Many users want more control over their social media experiences, “but the companies have largely refused to give it to them,” alleged the complaint. Zuckerman believes that third-party tools like his that “operate at the explicit direction of their users can help resolve this impasse.” Such tools “enable users to tailor what they see on social media to their own preferences” and “take back control over their social media experiences,” it said.
Section 230(c)(2)(B) “immunizes from legal liability ‘a provider of software or enabling tools that filter, screen, allow, or disallow content that the provider or user considers obscene, lewd, lascivious, filthy, excessively violent, harassing or otherwise objectionable,'” the complaint said.

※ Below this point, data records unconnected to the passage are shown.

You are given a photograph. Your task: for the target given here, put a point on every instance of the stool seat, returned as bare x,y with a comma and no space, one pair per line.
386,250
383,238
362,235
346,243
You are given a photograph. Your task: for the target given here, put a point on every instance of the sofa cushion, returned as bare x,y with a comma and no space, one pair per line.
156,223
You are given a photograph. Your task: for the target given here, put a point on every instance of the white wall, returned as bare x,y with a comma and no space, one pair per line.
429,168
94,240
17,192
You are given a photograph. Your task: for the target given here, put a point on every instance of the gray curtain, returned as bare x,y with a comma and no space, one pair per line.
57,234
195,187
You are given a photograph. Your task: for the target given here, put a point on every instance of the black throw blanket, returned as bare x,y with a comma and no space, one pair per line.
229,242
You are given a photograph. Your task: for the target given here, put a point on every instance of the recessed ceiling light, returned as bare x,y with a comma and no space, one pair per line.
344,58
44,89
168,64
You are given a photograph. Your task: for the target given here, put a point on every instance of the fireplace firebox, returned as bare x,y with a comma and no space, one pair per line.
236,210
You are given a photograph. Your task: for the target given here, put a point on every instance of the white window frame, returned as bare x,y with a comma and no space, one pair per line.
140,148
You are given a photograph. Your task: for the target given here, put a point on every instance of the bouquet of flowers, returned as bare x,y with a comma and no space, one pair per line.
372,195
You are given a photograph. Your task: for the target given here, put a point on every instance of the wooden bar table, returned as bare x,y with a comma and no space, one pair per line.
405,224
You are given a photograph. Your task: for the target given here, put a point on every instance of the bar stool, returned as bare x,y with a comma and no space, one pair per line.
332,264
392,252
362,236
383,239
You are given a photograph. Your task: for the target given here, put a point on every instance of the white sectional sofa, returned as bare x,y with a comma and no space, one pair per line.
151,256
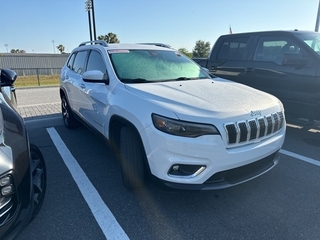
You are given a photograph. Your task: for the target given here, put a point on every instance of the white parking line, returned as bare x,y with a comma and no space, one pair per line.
300,157
107,222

Unfollow Everything 2.0 “fits comfortably within this safe harbor” because by turning off their newsfeed, users can block content they don’t want to see, while staying connected to friends and family, the complaint said. Users would be free to navigate to their friends’ profiles without first being presented with a feed that Facebook has designed "to maximize user engagement,” it said.
Zuckerman plans to conduct an academic research study of how turning off Facebook’s newsfeed affects users’ experience, the complaint said. Users can use the tool without opting in to the study, it said, but those choosing to participate will “donate limited and anonymized data about their Facebook usage." The goal of the study is to better understand user behavior online “and the influence that platform design has on that behavior.”
Unfollow Everything 2.0 is modeled on the previous Unfollow Everything tool, which developer Louis Barclay took down after Facebook sent a cease-and-desist letter threatening legal action in 2021, said the complaint. Zuckerman “is unwilling to risk being sued,” so he won’t be able to launch Unfollow Everything 2.0 until a court rules that the tool is protected by Section 230, “or that the tool does not violate” Meta’s terms of service, the Computer Fraud and Abuse Act or California’s Computer Data Access and Fraud Act, it said.